Credits: Lecture 3, Credits 3

Typically Offered: Biannual

PHIL-403 Social and Political Philosophy

An examination of some of the main problems of social and political philosophy through an analysis, comparison and critical examination of various views concerning the natures of individuality and society and the relations between them.

Prerequisites: Completion of one (1) course in any of the following disciplines: PHIL, POLS, SOCI, or CRIM.

Credits: Lecture, Credits 3

Typically Offered: Fall

PHIL-406 Contemporary Philosophy

This course examines developments in philosophy since 1900. During this time philosophy evolved along with science, politics, and the arts. In some cases philosophy responded to new discoveries and theories while at other times it precipitated movements that had far-reaching effects. A range of philosophical approaches may be discussed, including existentialism, experimental philosophy, feminist theory, hermeneutics, logical positivism, neo-pragmatism, phenomenology, and postmodernism. The connections among different approaches may also be addressed.
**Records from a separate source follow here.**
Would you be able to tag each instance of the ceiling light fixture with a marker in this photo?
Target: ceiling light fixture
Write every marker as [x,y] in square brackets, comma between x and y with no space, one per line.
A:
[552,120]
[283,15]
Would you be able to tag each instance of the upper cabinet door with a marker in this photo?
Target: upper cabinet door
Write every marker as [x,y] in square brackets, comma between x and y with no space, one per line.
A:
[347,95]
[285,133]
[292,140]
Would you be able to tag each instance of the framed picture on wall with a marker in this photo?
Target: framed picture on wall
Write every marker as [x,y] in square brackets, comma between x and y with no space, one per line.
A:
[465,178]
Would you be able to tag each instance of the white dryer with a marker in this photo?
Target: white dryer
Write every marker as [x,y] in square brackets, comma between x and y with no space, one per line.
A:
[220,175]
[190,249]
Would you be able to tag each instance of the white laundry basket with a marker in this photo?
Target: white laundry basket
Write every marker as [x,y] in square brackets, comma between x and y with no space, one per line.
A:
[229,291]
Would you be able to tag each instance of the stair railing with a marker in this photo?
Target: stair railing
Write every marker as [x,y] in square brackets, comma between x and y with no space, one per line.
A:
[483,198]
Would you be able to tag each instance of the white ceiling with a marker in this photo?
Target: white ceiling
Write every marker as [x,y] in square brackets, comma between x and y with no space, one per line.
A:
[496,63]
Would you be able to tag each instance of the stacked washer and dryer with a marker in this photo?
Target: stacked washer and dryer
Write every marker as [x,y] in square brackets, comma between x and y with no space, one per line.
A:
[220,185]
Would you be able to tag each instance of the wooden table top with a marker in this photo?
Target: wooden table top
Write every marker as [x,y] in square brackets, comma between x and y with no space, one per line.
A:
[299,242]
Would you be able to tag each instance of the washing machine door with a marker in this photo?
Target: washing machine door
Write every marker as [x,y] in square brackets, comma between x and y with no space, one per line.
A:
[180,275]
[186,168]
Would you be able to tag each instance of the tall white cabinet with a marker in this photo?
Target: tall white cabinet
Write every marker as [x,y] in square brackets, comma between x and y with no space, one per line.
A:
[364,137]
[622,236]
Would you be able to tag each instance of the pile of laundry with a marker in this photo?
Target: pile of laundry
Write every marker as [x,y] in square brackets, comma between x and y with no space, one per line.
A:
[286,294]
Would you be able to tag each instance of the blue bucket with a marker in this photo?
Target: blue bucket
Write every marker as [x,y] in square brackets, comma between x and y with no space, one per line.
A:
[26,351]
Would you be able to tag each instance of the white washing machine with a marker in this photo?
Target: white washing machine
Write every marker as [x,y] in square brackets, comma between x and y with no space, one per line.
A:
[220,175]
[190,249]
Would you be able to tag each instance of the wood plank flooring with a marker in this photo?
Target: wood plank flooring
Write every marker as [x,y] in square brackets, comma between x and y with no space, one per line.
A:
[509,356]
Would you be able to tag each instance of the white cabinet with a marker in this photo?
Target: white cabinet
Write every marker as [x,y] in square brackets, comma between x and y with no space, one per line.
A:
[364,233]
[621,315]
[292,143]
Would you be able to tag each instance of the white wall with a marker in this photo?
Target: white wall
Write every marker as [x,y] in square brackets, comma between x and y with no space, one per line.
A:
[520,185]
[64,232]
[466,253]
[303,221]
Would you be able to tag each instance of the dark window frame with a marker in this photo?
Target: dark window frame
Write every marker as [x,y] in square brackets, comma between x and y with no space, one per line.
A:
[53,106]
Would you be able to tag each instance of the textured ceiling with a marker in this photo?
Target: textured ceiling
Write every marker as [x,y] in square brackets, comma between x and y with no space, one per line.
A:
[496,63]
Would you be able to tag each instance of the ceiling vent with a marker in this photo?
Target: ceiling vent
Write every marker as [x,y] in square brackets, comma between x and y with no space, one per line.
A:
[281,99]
Prerequisites: Must have completed at least one PHIL course - 200 level or higher.

Credits: Lecture, Credits 3

Typically Offered: Fall

PHIL-409 Existentialism

Existentialism is distinguished by its emphasis on human existence and the way its meaning is created through actions and choices. Existentialism focuses on the concept of individual freedom in an effort to respond authentically to the possibilities which life presents, emphasizing the importance of certain psychological states (e.g., anxiety, anticipation of death, fear, care, responsibility, and hope) and extreme situations in bringing us to an awareness of our radical freedom. This course will consider such philosophers and writers as Dostoevski, Kierkegaard, Nietzsche, Berdyaev, Heidegger, Jaspers, Camus, Sartre, Kafka, Beauvoir, Marcel, Buber, Ortega, and Unamuno.

Prerequisites: Completion of one course in philosophy is required.

Credits: Lecture, Credits 3

Typically Offered: Fall

PHIL-415 Ethical Theory

This course examines the theoretical basis of ethics and morality, namely the theoretical commitments that enter into any judgment that a particular action is right or wrong, with special emphasis on a particular thinker or theoretical approach. Topics may include different ways of understanding the concepts of right and wrong; the existence or non-existence of moral facts; different criteria of moral actions; different conceptions of the good life.

Prerequisites: Completion of one course in philosophy is required.

Credits: Lecture, Credits 3

Typically Offered: Spring

PHIL-416 Seminar in Philosophy

Examines some area of philosophy at an advanced undergraduate level. The area examined may vary from semester to semester. The seminar is designed especially for those whose interest in philosophy goes beyond the requirements of the Liberal Arts curriculum.

Prerequisites: Completion of two (2) courses in philosophy is required.